Check out the next generation of this sled.
This sled has been good to me, but I find myself using Wood's universal tablesaw sled more and more lately. My sled has a 1/2 thick inch bottom that I made by laminating two pieces of hardboard. It was stuff I had laying around, but it was sort of melamine coated on one side and rough on the other. I thought the melamine side would be less friction, so that side is down in contact with the tablesaw top. I though the rougher side would be good to hold the workpiece a bit.
Here's the quick summary of how I went about constructing it. I made some material for the runners (plane it down until is fits perfect (even a little tight perhaps). I used oak, but if I had it to do over, I'd use the UHMV plastic material. Place the runners in the miter slots and then put on a couple of pieces of double stick tape on top of the runners (or on the bottom of the sled). Without contacting the tape just yet, position the sled's base onto the runners. Now contact the tape to stick the runners to the bottom of the sled. Hopefully you can get the runners out and still have them stuck to the bottom of the sled. I've seen other methods - like super glue and brad nails from above. The point is, you want those runners to be positioned where they should be and then flip the whole thing upside down and secure them for good (I used countersunk screws in the bottom).
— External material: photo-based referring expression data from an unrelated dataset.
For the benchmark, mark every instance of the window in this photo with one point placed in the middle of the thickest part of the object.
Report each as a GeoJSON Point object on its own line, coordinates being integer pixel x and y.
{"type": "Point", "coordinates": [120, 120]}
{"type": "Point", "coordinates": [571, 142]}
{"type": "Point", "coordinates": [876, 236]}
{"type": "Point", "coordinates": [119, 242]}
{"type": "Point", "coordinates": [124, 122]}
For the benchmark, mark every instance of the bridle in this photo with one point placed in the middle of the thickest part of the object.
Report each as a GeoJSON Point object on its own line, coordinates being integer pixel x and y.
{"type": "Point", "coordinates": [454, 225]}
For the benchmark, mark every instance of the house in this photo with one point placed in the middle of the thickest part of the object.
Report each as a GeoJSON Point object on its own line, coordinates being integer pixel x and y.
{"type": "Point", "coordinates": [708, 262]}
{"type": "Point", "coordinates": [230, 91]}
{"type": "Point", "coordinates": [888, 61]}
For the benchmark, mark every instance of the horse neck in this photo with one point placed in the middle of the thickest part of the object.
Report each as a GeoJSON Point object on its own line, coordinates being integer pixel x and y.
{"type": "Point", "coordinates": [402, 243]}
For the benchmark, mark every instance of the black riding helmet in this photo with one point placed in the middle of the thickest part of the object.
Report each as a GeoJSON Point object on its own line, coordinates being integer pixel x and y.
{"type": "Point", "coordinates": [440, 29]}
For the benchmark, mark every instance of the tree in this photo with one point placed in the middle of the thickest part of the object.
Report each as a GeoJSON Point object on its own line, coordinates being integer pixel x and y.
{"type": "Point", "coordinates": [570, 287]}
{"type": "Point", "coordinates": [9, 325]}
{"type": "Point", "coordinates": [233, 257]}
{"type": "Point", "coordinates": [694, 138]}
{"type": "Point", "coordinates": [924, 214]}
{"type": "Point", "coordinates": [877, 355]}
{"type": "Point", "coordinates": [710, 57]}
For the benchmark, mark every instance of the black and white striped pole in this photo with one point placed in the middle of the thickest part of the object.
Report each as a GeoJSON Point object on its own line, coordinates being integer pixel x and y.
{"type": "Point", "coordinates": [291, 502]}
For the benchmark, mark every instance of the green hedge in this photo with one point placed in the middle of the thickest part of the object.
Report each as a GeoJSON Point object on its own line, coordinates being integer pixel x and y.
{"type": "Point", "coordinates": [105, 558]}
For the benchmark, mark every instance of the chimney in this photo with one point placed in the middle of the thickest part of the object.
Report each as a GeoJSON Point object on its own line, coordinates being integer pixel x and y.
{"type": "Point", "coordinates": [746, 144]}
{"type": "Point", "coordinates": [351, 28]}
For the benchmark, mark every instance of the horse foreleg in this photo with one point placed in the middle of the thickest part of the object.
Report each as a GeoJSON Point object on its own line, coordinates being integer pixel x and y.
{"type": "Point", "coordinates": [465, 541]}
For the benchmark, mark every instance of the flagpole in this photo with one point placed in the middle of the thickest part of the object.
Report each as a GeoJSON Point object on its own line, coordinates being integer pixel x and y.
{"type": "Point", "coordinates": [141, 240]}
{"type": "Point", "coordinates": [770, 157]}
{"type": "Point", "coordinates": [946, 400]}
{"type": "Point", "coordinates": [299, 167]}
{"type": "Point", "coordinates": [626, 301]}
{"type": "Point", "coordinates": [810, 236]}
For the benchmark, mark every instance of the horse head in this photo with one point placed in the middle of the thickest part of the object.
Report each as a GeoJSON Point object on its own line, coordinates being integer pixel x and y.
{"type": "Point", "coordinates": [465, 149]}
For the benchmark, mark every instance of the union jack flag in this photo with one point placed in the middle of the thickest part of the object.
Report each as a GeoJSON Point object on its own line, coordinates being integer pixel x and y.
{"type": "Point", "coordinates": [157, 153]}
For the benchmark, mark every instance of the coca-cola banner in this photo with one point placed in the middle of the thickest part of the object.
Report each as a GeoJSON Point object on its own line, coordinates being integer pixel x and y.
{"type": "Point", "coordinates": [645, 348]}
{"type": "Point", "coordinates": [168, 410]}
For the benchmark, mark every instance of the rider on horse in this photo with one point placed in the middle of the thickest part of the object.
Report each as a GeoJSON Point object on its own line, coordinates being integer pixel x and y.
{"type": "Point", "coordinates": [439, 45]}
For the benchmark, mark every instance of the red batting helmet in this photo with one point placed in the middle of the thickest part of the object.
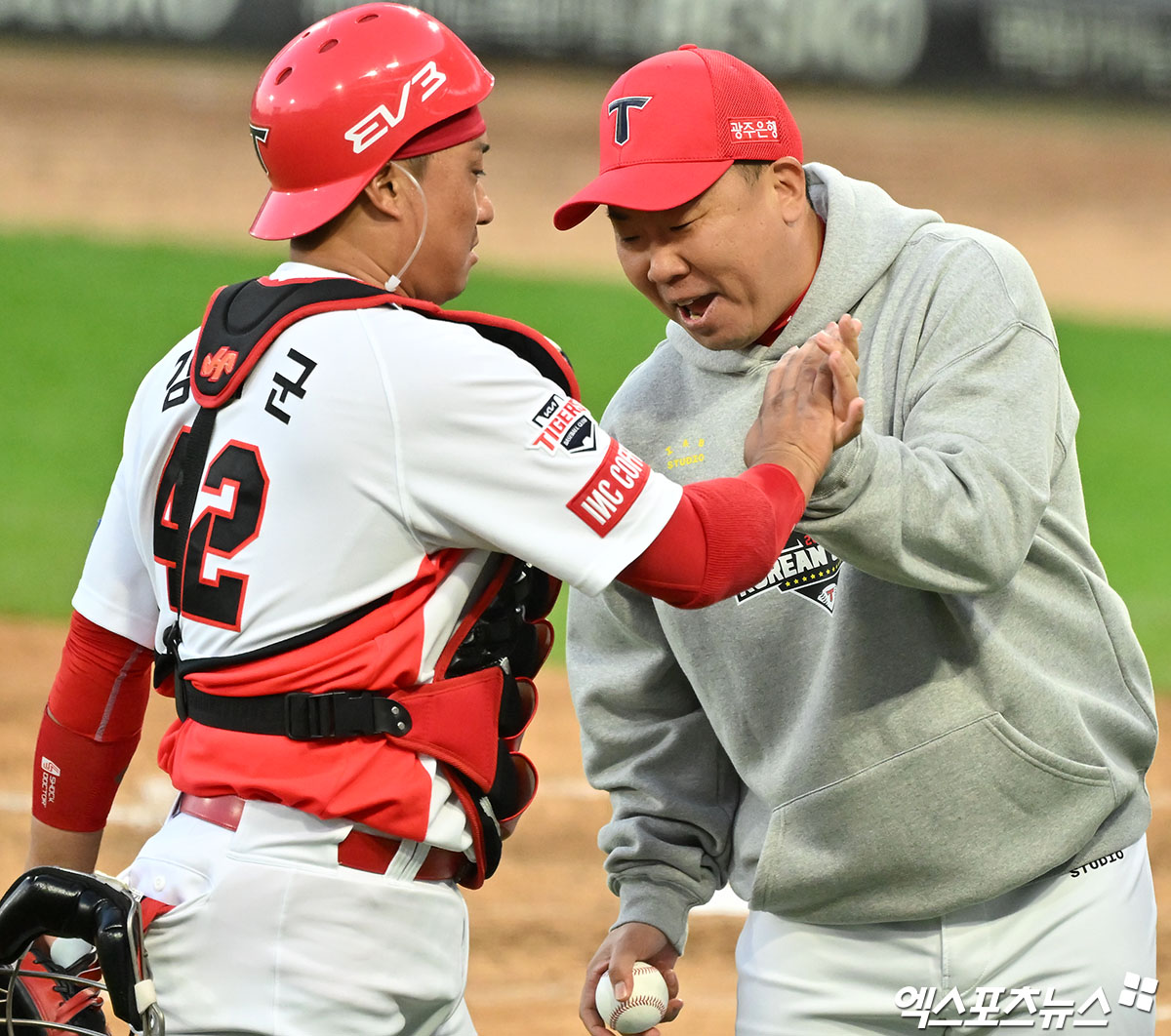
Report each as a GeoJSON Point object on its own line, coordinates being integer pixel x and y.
{"type": "Point", "coordinates": [349, 94]}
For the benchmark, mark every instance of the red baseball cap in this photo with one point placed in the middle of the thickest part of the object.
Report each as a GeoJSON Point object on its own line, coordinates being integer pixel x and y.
{"type": "Point", "coordinates": [673, 124]}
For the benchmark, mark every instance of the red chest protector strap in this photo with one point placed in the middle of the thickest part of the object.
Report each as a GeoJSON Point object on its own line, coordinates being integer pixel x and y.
{"type": "Point", "coordinates": [473, 715]}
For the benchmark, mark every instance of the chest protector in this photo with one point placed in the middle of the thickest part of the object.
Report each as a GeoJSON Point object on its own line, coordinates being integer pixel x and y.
{"type": "Point", "coordinates": [471, 718]}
After your runners are secured to the base and sliding well, it's time to attach the tall backer board. To get the backer board square, you position your sled's base and raise the running blade so that it cuts through your new sled. Bring the blade up in the middle of the sled. That is, don't cut all the way through the front or rear of the sled base. At this point you can take a framing square against your blade and draw a line square to the blade where your backer board will mount to.
I made my backer board from left over mahogany that I had, but any straight flat hardwood would do. The t-track modifications I made to the backer board have been terrific. There's no substitute to having stop blocks for repeatible cuts.